Alours, oui, c’est sûr, la Build 2021 ne restera probablement pas dans les mémoires. Même si Microsoft est arrivé avec plus de 100 nouveautés destinées à simplifier le quotidien des utilisateurs, aucune annonce spectaculaire n’est venue surprendre les observateurs et créer un effet « whaouuu » souvent recherché.
Néanmoins, certaines nouveautés vont impacter profondément les approches Cloud hybrides et le développement en entreprises dans les années à venir. Dès lors, elles méritent que l’on s’y attarde et que les DSI y accordent un peu d’attention… Tour d’horizon de ce qu’il faut retenir de cette édition 2021 de la Microsoft Build.
L’essentiel d’Azure sur vos clouds privés ou souverains…

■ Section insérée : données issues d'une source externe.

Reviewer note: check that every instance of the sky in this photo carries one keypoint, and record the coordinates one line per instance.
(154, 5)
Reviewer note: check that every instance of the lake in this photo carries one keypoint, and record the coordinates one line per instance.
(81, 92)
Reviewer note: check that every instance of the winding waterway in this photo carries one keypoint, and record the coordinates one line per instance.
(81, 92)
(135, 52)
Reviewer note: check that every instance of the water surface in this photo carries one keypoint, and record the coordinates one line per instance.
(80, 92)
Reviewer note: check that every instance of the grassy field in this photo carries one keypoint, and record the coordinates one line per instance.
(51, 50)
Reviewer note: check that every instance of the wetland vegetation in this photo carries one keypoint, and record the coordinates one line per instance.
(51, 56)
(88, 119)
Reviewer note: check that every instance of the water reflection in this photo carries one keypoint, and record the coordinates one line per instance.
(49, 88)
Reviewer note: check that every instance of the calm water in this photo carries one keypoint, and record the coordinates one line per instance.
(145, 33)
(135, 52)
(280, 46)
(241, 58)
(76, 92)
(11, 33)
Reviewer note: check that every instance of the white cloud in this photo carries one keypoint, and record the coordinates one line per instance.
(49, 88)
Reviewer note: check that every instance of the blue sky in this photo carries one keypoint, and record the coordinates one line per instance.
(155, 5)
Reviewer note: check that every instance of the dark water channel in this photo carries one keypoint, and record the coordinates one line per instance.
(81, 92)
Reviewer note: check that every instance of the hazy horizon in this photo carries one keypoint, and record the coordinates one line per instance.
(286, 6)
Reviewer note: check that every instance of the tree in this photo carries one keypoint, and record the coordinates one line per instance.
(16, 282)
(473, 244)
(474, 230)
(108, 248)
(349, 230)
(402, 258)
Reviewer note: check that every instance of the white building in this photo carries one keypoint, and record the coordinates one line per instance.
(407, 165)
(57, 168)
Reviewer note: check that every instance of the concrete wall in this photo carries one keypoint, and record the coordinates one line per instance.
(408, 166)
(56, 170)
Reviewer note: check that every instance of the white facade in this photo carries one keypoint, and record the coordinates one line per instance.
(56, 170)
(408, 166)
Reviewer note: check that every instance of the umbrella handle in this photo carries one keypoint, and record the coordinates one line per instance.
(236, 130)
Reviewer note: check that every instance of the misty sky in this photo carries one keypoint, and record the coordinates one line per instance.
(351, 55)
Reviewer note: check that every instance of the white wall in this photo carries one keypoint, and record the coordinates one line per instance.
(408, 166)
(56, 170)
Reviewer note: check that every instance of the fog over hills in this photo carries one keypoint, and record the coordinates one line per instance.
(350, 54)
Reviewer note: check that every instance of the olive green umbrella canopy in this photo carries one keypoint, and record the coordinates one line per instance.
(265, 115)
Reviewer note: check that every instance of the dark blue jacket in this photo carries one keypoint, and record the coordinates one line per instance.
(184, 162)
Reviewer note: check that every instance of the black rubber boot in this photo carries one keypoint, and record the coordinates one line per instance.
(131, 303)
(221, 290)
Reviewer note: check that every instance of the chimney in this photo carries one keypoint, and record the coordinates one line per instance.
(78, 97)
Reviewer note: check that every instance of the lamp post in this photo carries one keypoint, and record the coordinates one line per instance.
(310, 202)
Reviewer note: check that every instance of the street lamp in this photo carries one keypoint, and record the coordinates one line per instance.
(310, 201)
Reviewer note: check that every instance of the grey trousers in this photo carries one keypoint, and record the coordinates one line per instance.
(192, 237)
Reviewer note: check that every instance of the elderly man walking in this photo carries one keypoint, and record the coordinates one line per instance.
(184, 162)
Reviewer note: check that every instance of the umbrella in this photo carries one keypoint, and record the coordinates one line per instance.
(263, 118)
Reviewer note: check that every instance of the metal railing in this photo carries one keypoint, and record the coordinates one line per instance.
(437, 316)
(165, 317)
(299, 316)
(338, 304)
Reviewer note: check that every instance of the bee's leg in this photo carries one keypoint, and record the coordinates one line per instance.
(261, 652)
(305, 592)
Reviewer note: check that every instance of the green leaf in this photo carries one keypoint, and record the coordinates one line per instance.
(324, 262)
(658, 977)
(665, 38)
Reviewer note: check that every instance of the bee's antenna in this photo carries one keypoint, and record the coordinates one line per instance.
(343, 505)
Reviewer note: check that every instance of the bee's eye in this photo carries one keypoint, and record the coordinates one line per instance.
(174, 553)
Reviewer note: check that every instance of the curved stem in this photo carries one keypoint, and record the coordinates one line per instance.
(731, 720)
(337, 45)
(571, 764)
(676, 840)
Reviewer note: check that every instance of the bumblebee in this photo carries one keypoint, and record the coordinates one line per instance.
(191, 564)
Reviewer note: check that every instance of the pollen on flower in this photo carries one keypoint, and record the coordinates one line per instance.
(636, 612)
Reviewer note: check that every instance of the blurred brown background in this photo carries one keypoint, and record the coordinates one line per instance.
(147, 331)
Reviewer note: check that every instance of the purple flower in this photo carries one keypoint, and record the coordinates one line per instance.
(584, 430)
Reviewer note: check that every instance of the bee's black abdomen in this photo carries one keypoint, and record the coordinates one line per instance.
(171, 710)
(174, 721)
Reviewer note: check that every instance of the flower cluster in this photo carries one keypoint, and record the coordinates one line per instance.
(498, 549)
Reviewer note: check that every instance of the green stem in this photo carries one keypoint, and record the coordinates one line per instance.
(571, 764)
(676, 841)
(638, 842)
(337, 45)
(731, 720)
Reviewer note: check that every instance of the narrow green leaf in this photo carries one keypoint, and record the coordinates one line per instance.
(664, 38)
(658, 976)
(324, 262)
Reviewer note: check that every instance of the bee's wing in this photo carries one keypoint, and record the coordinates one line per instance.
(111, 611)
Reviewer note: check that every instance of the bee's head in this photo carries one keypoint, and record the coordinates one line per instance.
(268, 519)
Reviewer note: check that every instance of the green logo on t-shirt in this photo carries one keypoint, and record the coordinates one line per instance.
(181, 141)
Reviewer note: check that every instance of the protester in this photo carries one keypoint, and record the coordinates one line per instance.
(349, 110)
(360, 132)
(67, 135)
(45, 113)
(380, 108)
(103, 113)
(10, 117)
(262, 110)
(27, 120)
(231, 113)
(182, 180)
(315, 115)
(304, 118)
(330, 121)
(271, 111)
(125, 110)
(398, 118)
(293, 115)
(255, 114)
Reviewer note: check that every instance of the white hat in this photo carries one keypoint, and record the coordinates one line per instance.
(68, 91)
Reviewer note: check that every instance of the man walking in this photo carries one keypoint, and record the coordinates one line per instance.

S’il ne vous faut retenir qu’une seule annonce, alors c’est bien celle-ci. Microsoft rend disponible l’essentiel de la plateforme PaaS Azure (Azure App Service, Azure Functions, Azure Logic Apps, Azure API Management et Azure Event Grid) sous forme de containers pour permettre aux entreprises de la déployer sur site (sur leur cluster Kubernetes) mais aussi sur n’importe quel cloud proposant des clusters Kubernetes à commencer par AWS et GCP !
Bref, vos applications “Cloud Native” s’appuyant sur les plateformes Azure peuvent désormais s’exécuter n’importe où (« Run Anywhere »).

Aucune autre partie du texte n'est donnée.